Since September 2012, more than 25 enlisted Sailors from the Information System Technician (IT) and Cryptologic Technician-Networks (CTN) ratings have earned Master of Science in Applied Cyber Operations (MACO) degrees from the Naval Postgraduate School (NPS) in Monterey, California.
According to NPS, the Applied Cyber Operations curriculum addresses a range of operational and technical topics in defensive and offensive cyberspace operations. This includes computer network attack, active and passive defense, exploitation, cyber analysis via automated and manual toolsets, operations, policy, and engineering.
"The MACO course focuses a lot on the way computer systems operate and communicate," said Chief Cryptologic Technician (Network) Kurt Myers, a MACO student at NPS. "And what we are learning is the strengths and weaknesses with those systems so we can be better at defending and attacking other computer systems"
The field is growing in importance due to increasing reliance on computer systems, the Internet, and wireless networks such as Bluetooth and Wi-Fi, and due to the growth of "smart" devices, including smartphones, televisions, and the various tiny devices that constitute the Internet of Things, or the network of physical devices.
"Cyber security affects everyone," said Information Systems Technician 1st Class Fidel Christopher, a MACO student at NPS. "Cyber security doesn't involve just businesses and the government.

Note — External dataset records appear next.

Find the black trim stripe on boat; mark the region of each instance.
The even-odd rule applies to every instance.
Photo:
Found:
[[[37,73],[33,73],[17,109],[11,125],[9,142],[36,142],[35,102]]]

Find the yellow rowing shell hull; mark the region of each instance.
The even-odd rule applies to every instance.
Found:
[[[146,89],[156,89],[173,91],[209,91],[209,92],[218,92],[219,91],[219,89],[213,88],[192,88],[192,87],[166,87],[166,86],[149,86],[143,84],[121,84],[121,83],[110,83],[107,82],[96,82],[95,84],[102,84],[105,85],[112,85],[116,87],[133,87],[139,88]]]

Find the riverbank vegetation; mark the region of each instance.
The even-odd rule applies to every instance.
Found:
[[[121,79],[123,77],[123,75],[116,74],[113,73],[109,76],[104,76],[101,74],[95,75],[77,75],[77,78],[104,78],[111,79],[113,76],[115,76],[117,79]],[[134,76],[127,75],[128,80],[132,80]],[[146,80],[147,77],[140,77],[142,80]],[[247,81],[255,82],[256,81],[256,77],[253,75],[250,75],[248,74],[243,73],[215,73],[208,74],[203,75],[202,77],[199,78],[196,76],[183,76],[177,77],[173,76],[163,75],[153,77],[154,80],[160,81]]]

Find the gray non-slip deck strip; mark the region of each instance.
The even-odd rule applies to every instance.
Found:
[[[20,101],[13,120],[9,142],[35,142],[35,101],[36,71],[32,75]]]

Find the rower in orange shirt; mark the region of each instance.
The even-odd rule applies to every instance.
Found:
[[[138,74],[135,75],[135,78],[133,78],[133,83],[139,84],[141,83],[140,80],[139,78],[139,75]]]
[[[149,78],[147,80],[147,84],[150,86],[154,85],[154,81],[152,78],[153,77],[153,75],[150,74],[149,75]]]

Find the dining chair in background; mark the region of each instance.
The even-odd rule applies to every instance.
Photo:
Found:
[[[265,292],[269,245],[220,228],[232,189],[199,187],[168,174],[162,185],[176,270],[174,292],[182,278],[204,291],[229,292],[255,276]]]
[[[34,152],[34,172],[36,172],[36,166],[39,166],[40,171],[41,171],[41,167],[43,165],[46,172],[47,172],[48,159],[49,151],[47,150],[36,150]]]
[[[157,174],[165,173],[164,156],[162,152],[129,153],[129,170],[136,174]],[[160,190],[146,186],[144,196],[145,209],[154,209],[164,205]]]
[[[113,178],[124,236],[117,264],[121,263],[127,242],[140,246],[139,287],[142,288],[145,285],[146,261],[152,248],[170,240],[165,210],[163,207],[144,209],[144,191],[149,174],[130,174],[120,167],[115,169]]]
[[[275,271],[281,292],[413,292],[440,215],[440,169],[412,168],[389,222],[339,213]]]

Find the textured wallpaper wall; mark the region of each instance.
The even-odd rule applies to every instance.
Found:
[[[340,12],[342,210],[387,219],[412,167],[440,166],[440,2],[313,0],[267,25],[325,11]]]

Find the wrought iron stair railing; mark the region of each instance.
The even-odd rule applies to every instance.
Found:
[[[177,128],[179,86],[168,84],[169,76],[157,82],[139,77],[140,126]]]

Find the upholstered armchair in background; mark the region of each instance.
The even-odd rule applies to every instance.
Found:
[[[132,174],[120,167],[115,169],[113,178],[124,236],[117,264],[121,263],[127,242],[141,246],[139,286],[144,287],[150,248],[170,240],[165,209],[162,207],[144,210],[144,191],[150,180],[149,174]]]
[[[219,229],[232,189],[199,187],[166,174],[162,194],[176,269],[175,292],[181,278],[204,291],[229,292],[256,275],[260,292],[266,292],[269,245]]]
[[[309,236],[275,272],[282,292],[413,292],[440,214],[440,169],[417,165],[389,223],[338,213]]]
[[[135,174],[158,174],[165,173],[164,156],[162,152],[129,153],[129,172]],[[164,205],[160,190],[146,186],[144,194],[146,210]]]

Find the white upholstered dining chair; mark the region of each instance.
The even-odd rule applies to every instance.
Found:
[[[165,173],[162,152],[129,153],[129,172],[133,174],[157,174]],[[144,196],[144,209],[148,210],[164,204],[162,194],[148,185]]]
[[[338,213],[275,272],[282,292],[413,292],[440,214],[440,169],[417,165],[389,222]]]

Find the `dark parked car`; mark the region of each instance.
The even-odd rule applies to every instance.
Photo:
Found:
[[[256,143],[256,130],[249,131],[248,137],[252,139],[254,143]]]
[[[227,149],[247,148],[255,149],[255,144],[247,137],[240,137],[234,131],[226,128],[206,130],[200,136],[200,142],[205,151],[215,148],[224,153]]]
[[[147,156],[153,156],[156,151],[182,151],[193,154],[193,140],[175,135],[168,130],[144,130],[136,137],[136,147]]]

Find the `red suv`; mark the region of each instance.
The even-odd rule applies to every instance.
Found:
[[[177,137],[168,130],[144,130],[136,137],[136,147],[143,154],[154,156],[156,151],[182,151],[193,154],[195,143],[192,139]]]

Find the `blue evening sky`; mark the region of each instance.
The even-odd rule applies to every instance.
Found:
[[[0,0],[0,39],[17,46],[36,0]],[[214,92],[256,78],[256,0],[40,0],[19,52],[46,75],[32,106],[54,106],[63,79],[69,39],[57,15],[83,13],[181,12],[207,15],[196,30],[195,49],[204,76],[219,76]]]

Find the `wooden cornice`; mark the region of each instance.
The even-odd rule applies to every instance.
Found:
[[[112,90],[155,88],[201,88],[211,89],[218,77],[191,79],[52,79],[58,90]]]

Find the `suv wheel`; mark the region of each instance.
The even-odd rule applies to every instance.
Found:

Your computer and cellphone contain information that hackers and other criminals would love to have. So here we are learning how to protect not only the general population from attack but also big Navy."
The course consists of four quarters which combine coursework in the study of cyber operations, defending U.S. systems, and exploiting vulnerabilities in adversaries, and culminates with a comprehensive capstone project.
"Students build prototypes of advanced cyber defenses and test them in an emulated global enterprise IT environment," said John Fulp, Senior Lecturer in Computer Science at NPS. "Some students also try to create new technology that can be used in the fleet as well. It's all about challenging the students to show off what they learned while in the program."
In May of 2015, Vice Adm. Jan E. Tighe, commander of U.S. Fleet Cyber Command and U.S. 10th Fleet, returned to NPS for an in-depth review the program.
"The cyber threat is constantly evolving, and so must our defense," said Tighe. "The true value of this program is the opportunity to provide operationally-relevant education to these Sailors, who return right back to the Fleet, where they can apply what they've learned, and lead other Sailors in the fight."